Lead by Stephen Marjot, the Change Centre of Excellence team set out to a clear vision in mind––to make RBS the industry leader in customer service, trust, and advocacy by 2020. One of the ways the team achieved this transformation was through an initiative known as the “I Want Funding” user journey. This project focused on improving the internal investment process, reducing the time it takes for funding to be allocated, approved, and governed.
Of course, delivering this transformation was no easy task. Marjot and his team had to adopt a new project management approach and optimize the way they collaborated to ensure everyone involved was working outside of departmental silos.
To ensure that his department’s initiatives ran smoothly, the team adopted a Lean-Agile approach that was aligned with one of the bank’s top core values, simplification. Using this approach, the team set out to deliver value faster to their internal customers by focusing on:
- Continuous planning and innovation
- Continuous delivery
- Continuous improvement
This focus on simplicity meant that the team could limit data collection to just enough to inform decisions being made at that time. This created a mindset shift that caused teams to prioritize working solutions over excessive documentation, so that teams could actively respond to change rather than simply following a plan.
Marjot and his team also created an idea-to-value blueprint based on SAFe, which ensured his teams were applying Lean portfolio principles while using a combination of Agile and traditional methods to execute work. One way this was achieved was by creating two-week feedback loops that involved releasing a prototype, soliciting feedback from internal customers, and then repeating the process.

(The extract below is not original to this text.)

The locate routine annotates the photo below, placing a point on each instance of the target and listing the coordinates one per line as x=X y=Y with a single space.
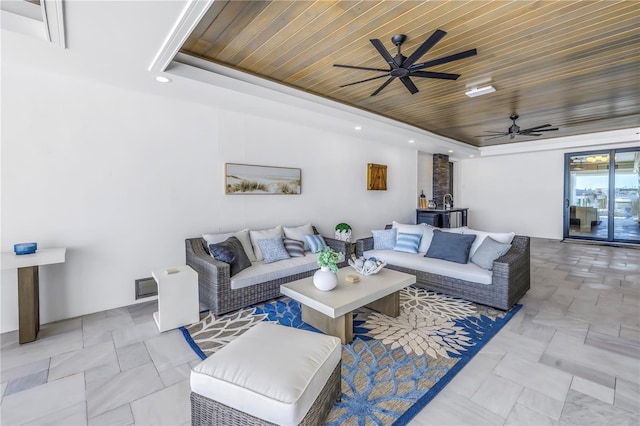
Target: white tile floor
x=570 y=356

To measure the success of his initiatives, the team set out to achieve the following six objectives:
- Reduce approvals from multiple controls within three governing bodies to a single control embedded in a tool.
- Scale back cycle times in order to deliver value more quickly.
- Shorten cycle times to approve scoping.
- Reduce the required documentary evidence for beginning a program from three artifacts to one.
- Automate workflow, turning project kick-offs into a 24-hour process rather than a two-week one.
- Retaining a single, independent assurance review to ensure the project operates within risk appetite.
We’re excited to announce that the Change Centre of Excellence team achieved all six of their success measures, reducing program commencement to as little as two days in some cases. They were also able to significantly reduce the time it took for programs to move into P1, going from a 4-6-month process to a single month.
Ultimately, Marjot’s team successfully reduced cycle time for investment funding by 500%. In the past, cycle times took longer than six months, now the average cycle time is less than a full month. On top of that, the bank is now able to approve initial funding requests within a week, dramatically enhancing the level of customer service offered to internal investors as a result.
While it was Marjot’s strategic vision and innovative management techniques that delivered this transformation, Planview® Portfolios helped simplify the journey. With the help of innovative features like automated reporting, customizable Kanban boards, and strategic planning tools, the Change Centre of Excellence team was able to collaborate with teams like Finance (FP&A), Operational Risk, and IT more effectively. This meant that all teams involved could work together to achieve a common goal, which they accomplished without even requiring a special budget.
Congratulations to Stephen Marjot, the Change Centre of Excellence team, and the rest of the Royal Bank of Scotland who helped make this collaboration a success!